Cara lain yang cukup akurat adalah melihat bagaimana kulit bereaksi saat terpapar sinar matahari dalam waktu lama tanpa perlindungan. Pemilik cool undertone cenderung lebih mudah mengalami kulit kemerahan atau terbakar matahari (sunburn) sebelum akhirnya menggelap. Pemilik warm undertone umumnya lebih mudah mendapatkan warna kulit kecokelatan atau tanning tanpa mengalami iritasi atau kemerahan yang berarti. Jika kulit Anda mengalami keduanya secara seimbang, maka undertone Anda kemungkinan besar netral.

Pentingnya Memahami Istilah pada Label Foundation

Setelah mengetahui undertone, Anda akan lebih mudah membaca label pada produk foundation. Brand kosmetik umumnya menggunakan kode huruf untuk membedakan undertone produk mereka:

  • C (Cool): Foundation dengan dasar warna merah muda, rosy, atau kebiruan.
  • W (Warm): Foundation dengan dasar warna kuning, keemasan, atau peach.
  • N (Neutral): Foundation dengan campuran warna yang seimbang, tidak terlalu kuning atau terlalu merah muda.

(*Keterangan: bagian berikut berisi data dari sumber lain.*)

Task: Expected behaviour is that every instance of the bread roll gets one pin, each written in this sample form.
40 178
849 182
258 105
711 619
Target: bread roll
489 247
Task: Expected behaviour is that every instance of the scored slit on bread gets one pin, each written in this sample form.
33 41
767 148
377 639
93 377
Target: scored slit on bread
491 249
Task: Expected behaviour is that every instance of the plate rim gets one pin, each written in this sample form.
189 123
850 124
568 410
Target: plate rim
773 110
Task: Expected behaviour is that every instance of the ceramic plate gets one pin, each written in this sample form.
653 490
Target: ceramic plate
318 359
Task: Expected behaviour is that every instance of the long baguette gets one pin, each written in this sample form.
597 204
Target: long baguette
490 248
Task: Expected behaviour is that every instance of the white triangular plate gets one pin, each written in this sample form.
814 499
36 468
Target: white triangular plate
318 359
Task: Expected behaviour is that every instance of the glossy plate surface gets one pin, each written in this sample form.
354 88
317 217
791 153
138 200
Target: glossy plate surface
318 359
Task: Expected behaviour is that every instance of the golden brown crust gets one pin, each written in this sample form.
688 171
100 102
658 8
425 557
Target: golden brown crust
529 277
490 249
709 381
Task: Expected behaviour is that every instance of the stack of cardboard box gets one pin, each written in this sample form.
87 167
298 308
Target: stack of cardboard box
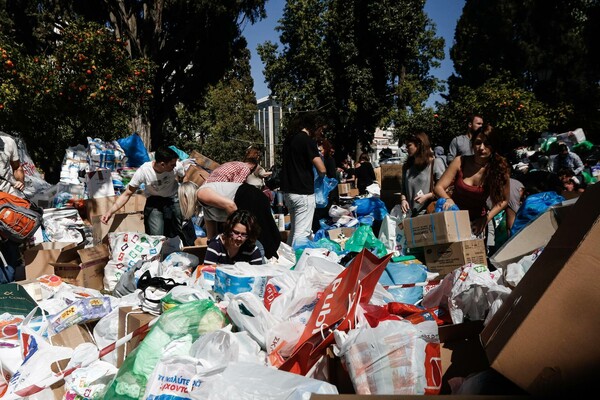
391 184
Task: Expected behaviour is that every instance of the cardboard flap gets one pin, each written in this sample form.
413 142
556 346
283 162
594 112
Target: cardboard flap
92 254
69 254
51 246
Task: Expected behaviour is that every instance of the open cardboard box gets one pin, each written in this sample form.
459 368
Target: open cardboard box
534 235
83 267
445 258
99 206
37 259
129 320
335 234
544 336
437 228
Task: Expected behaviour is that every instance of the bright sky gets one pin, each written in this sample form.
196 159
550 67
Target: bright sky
444 14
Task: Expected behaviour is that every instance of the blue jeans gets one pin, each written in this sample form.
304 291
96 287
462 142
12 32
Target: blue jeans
302 210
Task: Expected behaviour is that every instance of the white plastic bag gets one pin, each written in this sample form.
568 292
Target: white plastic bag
392 358
241 380
249 314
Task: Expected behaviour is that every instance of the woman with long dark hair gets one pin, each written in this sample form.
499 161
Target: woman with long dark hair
484 174
237 242
420 168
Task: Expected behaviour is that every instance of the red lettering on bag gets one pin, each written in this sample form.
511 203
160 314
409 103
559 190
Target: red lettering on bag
326 306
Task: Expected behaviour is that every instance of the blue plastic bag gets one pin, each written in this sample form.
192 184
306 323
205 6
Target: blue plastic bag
373 206
400 273
134 149
439 206
180 153
534 206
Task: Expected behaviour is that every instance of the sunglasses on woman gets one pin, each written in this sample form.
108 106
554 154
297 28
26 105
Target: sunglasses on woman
239 234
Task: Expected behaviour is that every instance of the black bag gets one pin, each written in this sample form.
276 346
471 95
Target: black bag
273 182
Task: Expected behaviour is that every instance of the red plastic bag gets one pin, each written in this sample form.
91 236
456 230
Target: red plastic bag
336 309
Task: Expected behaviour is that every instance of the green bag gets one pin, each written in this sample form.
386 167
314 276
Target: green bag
186 322
364 238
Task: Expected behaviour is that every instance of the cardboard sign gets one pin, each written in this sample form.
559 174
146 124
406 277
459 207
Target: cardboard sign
544 336
445 258
130 320
37 259
83 267
99 183
204 162
437 228
118 223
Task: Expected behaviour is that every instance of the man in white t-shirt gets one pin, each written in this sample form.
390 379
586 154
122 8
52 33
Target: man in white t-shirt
162 214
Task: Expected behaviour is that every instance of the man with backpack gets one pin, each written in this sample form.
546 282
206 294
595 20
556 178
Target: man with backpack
12 181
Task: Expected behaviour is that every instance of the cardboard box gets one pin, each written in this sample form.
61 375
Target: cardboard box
99 183
130 320
544 336
198 251
437 228
344 188
101 205
201 241
118 223
196 174
204 162
83 267
534 235
334 234
391 177
445 258
37 259
71 337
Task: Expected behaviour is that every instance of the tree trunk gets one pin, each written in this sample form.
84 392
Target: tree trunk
142 128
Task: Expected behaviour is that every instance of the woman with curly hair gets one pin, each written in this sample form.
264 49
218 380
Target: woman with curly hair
237 242
484 174
420 168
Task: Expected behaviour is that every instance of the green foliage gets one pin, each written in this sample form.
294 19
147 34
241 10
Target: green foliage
353 60
223 128
548 47
85 85
510 109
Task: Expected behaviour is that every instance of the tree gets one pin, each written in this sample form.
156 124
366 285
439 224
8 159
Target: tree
513 111
85 86
224 127
549 47
191 42
352 61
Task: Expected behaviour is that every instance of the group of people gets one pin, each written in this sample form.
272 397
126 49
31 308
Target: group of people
238 220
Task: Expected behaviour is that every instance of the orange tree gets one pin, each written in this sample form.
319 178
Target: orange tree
85 85
510 109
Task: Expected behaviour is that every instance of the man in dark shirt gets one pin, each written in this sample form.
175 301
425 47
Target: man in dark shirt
300 154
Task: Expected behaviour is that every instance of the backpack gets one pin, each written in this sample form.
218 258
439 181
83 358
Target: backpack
19 218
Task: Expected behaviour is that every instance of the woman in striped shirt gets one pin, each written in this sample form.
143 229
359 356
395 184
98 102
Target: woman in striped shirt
237 242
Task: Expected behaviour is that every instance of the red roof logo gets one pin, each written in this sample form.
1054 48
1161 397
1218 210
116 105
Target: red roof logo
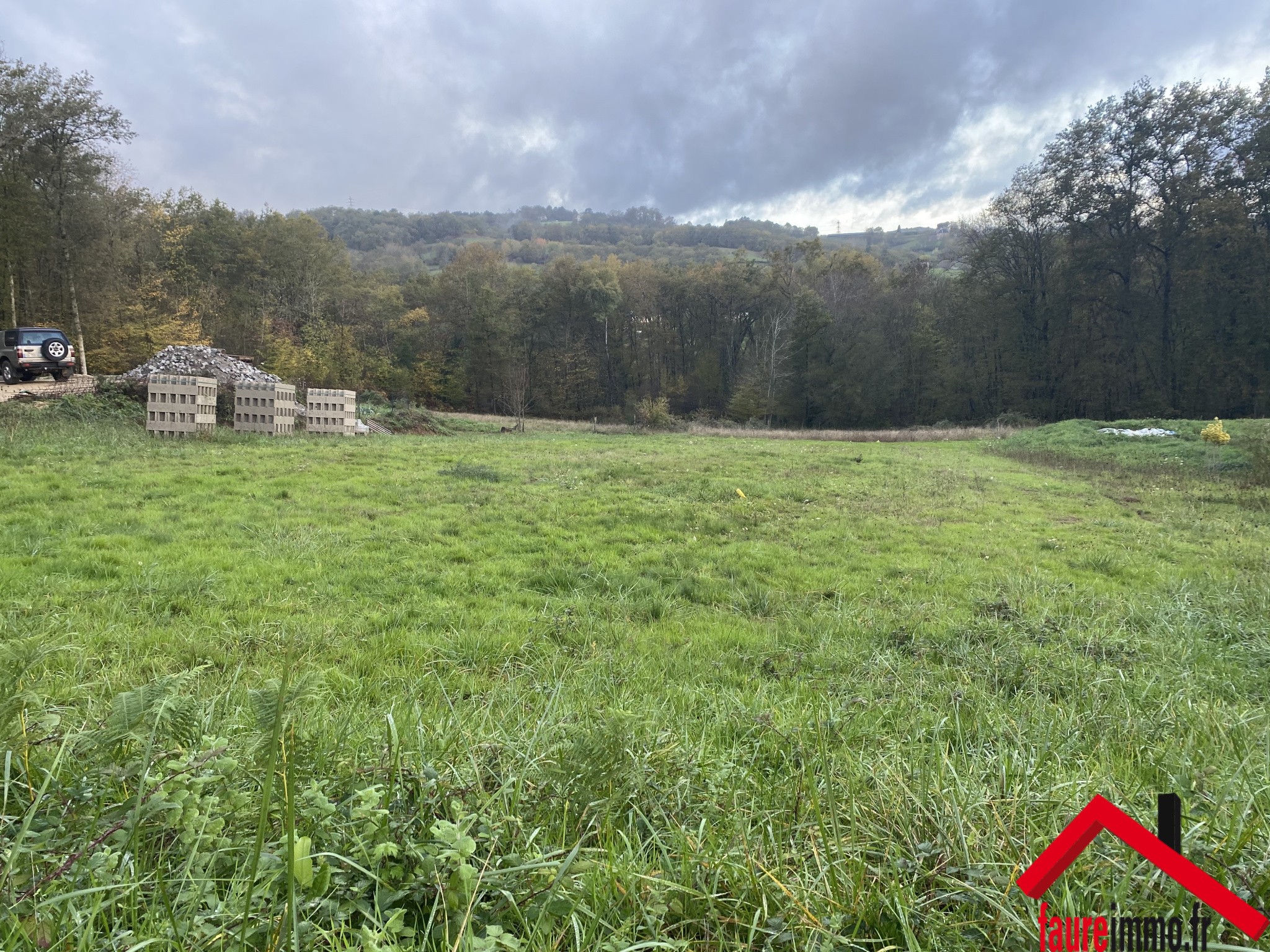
1100 815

Kesalahan umum yang sering terjadi adalah memilih foundation berdasarkan warna kulit di toko yang menggunakan pencahayaan lampu kuning atau terlalu terang. Pencahayaan toko sering kali memanipulasi warna asli produk. Selalu disarankan untuk melakukan swatch atau mencoba produk di area rahang dan melihat hasilnya di bawah cahaya matahari langsung sebelum memutuskan untuk membeli.

Tips Praktis Saat Mencoba Foundation

Jangan pernah mencoba warna foundation di punggung tangan. Warna kulit punggung tangan sering kali berbeda dengan warna kulit wajah karena paparan sinar matahari yang lebih intens. Oleskan sedikit produk di sepanjang garis rahang hingga leher. Jika warna foundation menghilang atau menyatu dengan kulit leher, maka warna tersebut adalah pilihan yang tepat. Jika warna tersebut tampak menonjol atau kontras, berarti Anda perlu mencoba shade lain dengan undertone yang berbeda.

Perlu diperhatikan bahwa kategori undertone tidak selalu kaku. Beberapa orang memiliki olive undertone yang merupakan variasi dari warm namun dengan sentuhan warna kehijauan yang lebih dominan. Jika Anda merasa foundation dengan label warm tetap terlihat terlalu oranye, mungkin kulit Anda membutuhkan produk dengan dasar warna zaitun atau muted yellow.

Kesalahan yang Harus Dihindari

Hindari memilih foundation hanya berdasarkan referensi orang lain atau influencer. Setiap individu memiliki keunikan warna kulit yang tidak bisa disamaratakan. Jangan pula memaksakan diri menggunakan warna yang lebih terang dari warna asli hanya untuk terlihat lebih cerah, karena hal ini justru akan membuat wajah terlihat kusam atau keabu-abuan. Fokus utama dalam memilih foundation adalah mencari warna yang paling mendekati warna kulit asli, sehingga produk tersebut berfungsi menyamarkan ketidaksempurnaan, bukan menutupi warna asli kulit secara total.

Memahami undertone kulit adalah investasi pengetahuan yang krusial agar tidak membuang anggaran untuk produk yang salah warna. Dengan mengenali apakah kulit Anda termasuk kategori cool, warm, atau neutral melalui pengamatan urat nadi, reaksi matahari, dan uji perhiasan, Anda dapat memilih foundation yang memberikan hasil akhir natural dan menyatu sempurna dengan kulit wajah.